Today is a dark day: Congressman George Santos, Capitol Hill’s most fabulous fabulist, has been cruelly expelled from the House. My God, what a moralistic era we live in! Can’t a man who federal prosecutors accuse of “brazen misrepresentations and fraudulent schemes”—such as defrauding donors and lying to both Congress and the Federal Election Commission—serve out his duly elected term in peace? He’s pleaded not guilty, for God’s sake! 

I mean, yes, I also saw that report from the so-called “House Ethics Committee”: the donor money spent on Botox and OnlyFans and Ferragamo shoes. The rehashing of his fascinating campaign biography. (College volleyball star! Descendant of Holocaust survivors! Heir to a hefty trust fund, which his mother left him upon perishing in the World Trade Center on 9/11!) “No part of that backstory has been found to be true,” the pedants on the Ethics Committee claim with mind-bending literalism. Honestly, who hasn’t lied a touch on a resume? And if you had a bunch of cash sloshing around, wouldn’t you also spend $4,127 at Hermès?

Santos has few vocal defenders right now, and as a person of great moral courage, I’ll say what everyone else must be thinking: That we’ll miss him. It was quite an era! Santos bopping around Longworth in his signature outfit: blazer, sweater, chinos, Ray Bans—an ensemble that the Washington Post once said made him look like a “freshman at a prep school in hell.” Remember when he dragged someone’s baby through the hallway while screaming at a gentleman about Israel? That was fun, but even better was when he claimed that he was personally discovered by Steven Spielberg, leading to an acting role in Hannah Montana

Let’s be honest with ourselves.
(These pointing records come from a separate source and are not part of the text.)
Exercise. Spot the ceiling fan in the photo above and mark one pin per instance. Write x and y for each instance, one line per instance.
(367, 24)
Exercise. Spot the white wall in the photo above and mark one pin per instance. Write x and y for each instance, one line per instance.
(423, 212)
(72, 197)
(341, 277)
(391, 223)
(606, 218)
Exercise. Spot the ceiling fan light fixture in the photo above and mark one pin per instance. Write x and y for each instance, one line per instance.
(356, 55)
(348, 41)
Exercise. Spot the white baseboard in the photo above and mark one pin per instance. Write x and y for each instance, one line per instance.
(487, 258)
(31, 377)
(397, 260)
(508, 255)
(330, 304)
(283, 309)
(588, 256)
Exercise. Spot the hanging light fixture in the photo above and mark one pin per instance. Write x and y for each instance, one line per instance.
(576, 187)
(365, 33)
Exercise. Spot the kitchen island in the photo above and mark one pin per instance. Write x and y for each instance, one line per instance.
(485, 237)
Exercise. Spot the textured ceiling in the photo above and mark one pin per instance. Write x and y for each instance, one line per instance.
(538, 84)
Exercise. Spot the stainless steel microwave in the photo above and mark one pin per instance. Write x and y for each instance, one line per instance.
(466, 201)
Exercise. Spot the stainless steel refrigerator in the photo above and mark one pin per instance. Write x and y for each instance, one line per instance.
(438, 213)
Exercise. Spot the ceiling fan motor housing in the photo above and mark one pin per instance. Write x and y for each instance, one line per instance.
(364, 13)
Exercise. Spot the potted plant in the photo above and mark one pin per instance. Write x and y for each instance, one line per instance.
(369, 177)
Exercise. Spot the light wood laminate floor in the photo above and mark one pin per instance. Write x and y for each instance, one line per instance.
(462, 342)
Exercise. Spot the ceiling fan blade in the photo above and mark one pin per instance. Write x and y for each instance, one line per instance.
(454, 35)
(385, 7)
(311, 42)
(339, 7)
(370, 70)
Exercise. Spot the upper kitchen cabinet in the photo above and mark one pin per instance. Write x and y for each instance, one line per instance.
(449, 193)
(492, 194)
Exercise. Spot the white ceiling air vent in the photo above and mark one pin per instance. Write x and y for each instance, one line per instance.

What did we want from George Santos? The truth? I don’t think so. His real biography is kind of meh: immigrated to Queens from Brazil, grew up the poor son of a housekeeper, worked in a bleak Dish Network call center while nursing an intense ambition that ultimately got him elected to Congress, the first out-gay Republican to do so in the history of the whole United States. Who cares?? This isn’t some Hollywood rags-to-riches, Little Orphan Annie situation—this is the cruel world of American politics, where it’s so much more Congressional to be a trust fund kid who made millions at Goldman Sachs.

And let’s not forget the heroism. After being awarded a volleyball scholarship to Baruch, George Santos played so hard that both of his knees were replaced before the age of 35. Isn’t that the kind of person who would move heaven and earth to represent the interests of the third Congressional district of New York? Well, technically he didn’t actually attend Baruch, so I guess I shouldn’t have been surprised when Roll Call reported this summer that Santos was doing so little constituent work that other offices were having to shoulder it for him.
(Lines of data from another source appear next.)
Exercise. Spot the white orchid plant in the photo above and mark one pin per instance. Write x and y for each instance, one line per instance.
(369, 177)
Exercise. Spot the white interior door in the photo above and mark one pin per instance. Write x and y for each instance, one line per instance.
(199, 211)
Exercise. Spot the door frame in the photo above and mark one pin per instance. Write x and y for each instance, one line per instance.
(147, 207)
No, it’s not a great look to be a Congressman who, after losing his committee assignments, didn’t use his free time to help his district. And yeah, I’ll admit that some of his antics have been a bit unsavory: his tenure at a “100% legitimate” financial firm that the SEC later called a Ponzi scheme, all those hot checks he allegedly wrote to Amish puppy breeders, the homeless veteran who claims that his dog died when Santos stole the money he raised for veterinary care. If pressed, I might have questions about the odd spate of campaign charges for $199.99, exactly one cent below the amount that would require a receipt. 

But you have to weigh the good with the bad, and this man is the stuff of legend. What about that press conference, on the eve of his expulsion, where he bravely fact checked the assembled media? How dare they ask if his blue Ferragamo loafers were purchased illegally with campaign money! “Go on the website,” he reportedly said. “They’re six years old!” 

Now that Santos has been expelled, he apparently plans to pack up his DC apartment and return to New York—a tremendous loss for all of us in Washington. Without George Santos, I am now in need of another member of Congress to admire. Maybe I’ll try Lauren Boebert—I hear she’s a patron of the arts.